Did he come from Somerville? I grew up with a Dave and Selby Herald in Somerville. They lived on Preston RD. Their father had passed away but they never really talked about it much

Leyte crewmember

Bill. Saw article in Ocala news while researching Dad's ship, USS Leyte. Dad was aboard Oct. 16 and was known as Lonnie, or Tred for nicknames. His name was Alonzo Tredwell, and served as MP, SP, and an aviation bosuns mate...wish I knew more about events aboard ship. His mother lived in Winthrop, on boston waterfront at time of explosion. Dad couldn't talk about, just mentioned a few really scary things very briefly, very rarely, and only after a few drinks.

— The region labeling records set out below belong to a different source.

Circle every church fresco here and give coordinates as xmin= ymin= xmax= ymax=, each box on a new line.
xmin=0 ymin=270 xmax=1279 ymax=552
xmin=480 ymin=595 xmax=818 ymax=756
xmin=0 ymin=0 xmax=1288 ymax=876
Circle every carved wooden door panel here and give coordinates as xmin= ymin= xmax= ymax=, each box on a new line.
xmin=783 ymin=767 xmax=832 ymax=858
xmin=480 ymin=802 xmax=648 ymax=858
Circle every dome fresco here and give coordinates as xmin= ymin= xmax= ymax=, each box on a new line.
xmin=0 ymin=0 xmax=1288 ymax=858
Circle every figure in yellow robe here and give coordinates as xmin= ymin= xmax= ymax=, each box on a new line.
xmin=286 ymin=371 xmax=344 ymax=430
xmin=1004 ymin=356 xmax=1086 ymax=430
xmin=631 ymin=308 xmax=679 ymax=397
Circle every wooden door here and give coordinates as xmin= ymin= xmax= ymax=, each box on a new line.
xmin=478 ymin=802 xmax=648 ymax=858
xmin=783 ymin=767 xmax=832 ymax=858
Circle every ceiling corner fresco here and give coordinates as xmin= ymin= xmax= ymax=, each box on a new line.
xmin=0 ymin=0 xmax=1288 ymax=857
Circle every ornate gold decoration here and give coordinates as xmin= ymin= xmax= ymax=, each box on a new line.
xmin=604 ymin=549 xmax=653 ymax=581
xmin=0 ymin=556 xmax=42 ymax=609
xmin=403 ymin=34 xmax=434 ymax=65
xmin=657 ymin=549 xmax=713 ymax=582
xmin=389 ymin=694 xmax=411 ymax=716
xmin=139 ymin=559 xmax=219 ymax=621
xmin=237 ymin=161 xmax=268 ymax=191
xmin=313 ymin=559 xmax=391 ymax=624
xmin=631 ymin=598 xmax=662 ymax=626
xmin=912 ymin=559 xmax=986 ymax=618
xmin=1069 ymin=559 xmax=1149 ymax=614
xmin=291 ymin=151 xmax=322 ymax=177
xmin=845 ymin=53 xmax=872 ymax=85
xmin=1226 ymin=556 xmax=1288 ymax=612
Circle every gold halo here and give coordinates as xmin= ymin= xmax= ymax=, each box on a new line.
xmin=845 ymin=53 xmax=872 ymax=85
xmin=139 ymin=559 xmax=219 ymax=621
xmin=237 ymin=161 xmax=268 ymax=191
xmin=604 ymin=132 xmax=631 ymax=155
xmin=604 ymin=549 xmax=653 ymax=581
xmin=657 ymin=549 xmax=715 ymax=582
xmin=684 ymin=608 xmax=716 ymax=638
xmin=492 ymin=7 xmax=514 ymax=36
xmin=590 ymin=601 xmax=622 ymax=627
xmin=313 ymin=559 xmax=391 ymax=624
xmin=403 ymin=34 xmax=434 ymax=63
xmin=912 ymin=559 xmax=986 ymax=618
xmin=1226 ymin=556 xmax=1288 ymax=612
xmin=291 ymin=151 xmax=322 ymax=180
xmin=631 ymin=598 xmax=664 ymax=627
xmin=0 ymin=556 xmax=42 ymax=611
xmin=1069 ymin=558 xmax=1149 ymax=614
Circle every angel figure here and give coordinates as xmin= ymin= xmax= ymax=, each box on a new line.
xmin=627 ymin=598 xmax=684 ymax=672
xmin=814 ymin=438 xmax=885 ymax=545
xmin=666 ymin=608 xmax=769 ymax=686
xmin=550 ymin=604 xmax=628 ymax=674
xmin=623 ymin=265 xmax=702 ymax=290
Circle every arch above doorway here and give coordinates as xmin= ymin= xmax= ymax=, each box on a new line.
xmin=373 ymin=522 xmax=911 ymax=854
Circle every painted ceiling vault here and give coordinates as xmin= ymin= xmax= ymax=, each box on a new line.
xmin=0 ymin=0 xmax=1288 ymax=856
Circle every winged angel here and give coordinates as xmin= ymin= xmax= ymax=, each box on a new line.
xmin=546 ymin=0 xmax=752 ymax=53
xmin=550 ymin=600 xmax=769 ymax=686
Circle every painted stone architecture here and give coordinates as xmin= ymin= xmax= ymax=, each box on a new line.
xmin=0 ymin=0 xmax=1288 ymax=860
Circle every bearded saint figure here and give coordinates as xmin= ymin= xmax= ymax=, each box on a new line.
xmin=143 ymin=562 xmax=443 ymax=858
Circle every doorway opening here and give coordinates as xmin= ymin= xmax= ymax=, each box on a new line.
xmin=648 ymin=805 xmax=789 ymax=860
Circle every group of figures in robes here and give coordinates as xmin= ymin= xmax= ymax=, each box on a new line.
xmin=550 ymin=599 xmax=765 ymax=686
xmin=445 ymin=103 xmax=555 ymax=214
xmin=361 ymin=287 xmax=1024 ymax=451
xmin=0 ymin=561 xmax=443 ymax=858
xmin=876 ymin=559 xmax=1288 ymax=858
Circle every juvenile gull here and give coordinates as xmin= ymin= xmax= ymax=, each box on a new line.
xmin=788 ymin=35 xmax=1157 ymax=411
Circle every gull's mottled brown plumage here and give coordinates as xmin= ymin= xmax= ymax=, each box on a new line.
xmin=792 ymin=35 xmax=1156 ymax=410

He was scarred under the watchband of a gold watch his mom gave him. wouldn't take it off because it said god guide thee and guard thee - and - he was sent below removing bodies. too consumed by tasks of urgency, etc. Michael tougias' book devotion - about hudner and brown - was excellent, but didn't answer questions i had about the ship, etc. ship photographer ted beal - of the era just before the fire- was living near me in maine - ellsworth maine - and his kids still run beals blew my mind when i went in to buy a watch battery and noticed a beautiful photo of dad's ship....they held on to alot of teds photo archives...i remember dad had a kind of yearbook for shipmates....and in a news photo of men carrying off wounded, is a shot of someone looking similar to dad...very tall, red hair, he had a very good sense of humor and cared about the welfare of sailors when he was on shore patrol or overseeing them re-painting the ship... .please answer back.

Bill ... my dad Jim Gorman

Bill ... my dad Jim Gorman was in charge of a crew of guys while the ship was dry docked. He was on leave the day of the explosion. Many of his men died. It haunted him forever. Dad passed 3 years ago this fall

My Grandfather was one of the

My Grandfather was one of the people also removing bodies. His name was John Harold Taylor. He also worked in the shipyard as a machinist. Unfortunately he passed in the mid 1980's

My grandfather was one of the

My grandfather was one of the men who died. I wonder if you knew him? Selby Herald was his name.

My Dad was on the USS Leyte

My Dad was on the USS Leyte during the explosion. Shortly before the explosion, his superior ordered him to go to the other side to run an errand, saving his life. Dad passed years ago.


My Father Byron Place was amoung those taking people off ship did you know him?


What did you do on the ship? My grandfather was on the ship also during the explosion, I never got to ask him about it. His name was Regis Joseph Glaesner, known as chick. He was an ft2

beitler article

Having been aboard the Leyete at the time of the explosion, I find this article only partly accurate. I will not take the time to clarify it. I was in the only authorized picture taking a wounded crewman from the ship. I'm in the back left without a hat.